Spirit.Lex is very modular, which follows the general building principle of the Spirit libraries. You never pay for features you don't use. It is nicely integrated with the other parts of Spirit but nevertheless can be used separately to build stand alone lexical analyzers. The first quick start example describes a stand alone application: counting characters, words, and lines in a file, very similar to what the well known Unix command wc is doing (for the full example code see here: word_count_functor.cpp).

Prerequisites

The only required #include specific to Spirit.Lex follows. It is a wrapper for all necessary definitions to use Spirit.Lex in a stand alone fashion, and on top of the Lexertl library. Additionally we #include two of the Boost headers to define boost::bind() and boost::ref().

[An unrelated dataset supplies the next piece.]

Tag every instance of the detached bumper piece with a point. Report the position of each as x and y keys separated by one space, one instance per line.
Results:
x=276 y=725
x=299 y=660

#include <boost/spirit/include/lex_lexertl.hpp>
#include <boost/bind.hpp>
#include <boost/ref.hpp>

To make all the code below more readable we introduce the following namespaces.

namespace lex = boost::spirit::lex;

Defining Tokens

The most important step while creating a lexer using Spirit.Lex is to define the tokens to be recognized in the input sequence. This is normally done by defining the regular expressions describing the matching character sequences, and optionally their corresponding token ids. Additionally the defined tokens need to be associated with an instance of a lexer object as provided by the library. The following code snippet shows how this can be done using Spirit.Lex.

The template word_count_tokens defines three different tokens: ID_WORD, ID_EOL, and ID_CHAR, representing a word (anything except a whitespace or a newline), a newline character, and any other character (ID_WORD, ID_EOL, and ID_CHAR are enum values representing the token ids, but could be anything else convertible to an integer as well). The direct base class of any token definition class needs to be the template lex::lexer<>, where the corresponding template parameter (here: lex::lexertl::lexer<BaseIterator>) defines which underlying lexer engine has to be used to provide the required state machine functionality. In this example we use the Lexertl based lexer engine as the underlying lexer type.

template <typename Lexer>
struct word_count_tokens : lex::lexer<Lexer>
{
    word_count_tokens()
    {
        // define tokens (the regular expression to match and the corresponding
        // token id) and add them to the lexer 
        this->self.add
            ("[^ \t\n]+", ID_WORD) // words (anything except ' ', '\t' or '\n')
            ("\n", ID_EOL)         // newline characters
            (".", ID_CHAR)         // anything else is a plain character
        ;
    }
};

Doing the Useful Work

We will use a setup, where we want the Spirit.Lex library to invoke a given function after any of of the generated tokens is recognized. For this reason we need to implement a functor taking at least the generated token as an argument and returning a boolean value allowing to stop the tokenization process. The default token type used in this example carries a token value of the type boost::iterator_range<BaseIterator> pointing to the matched range in the underlying input sequence.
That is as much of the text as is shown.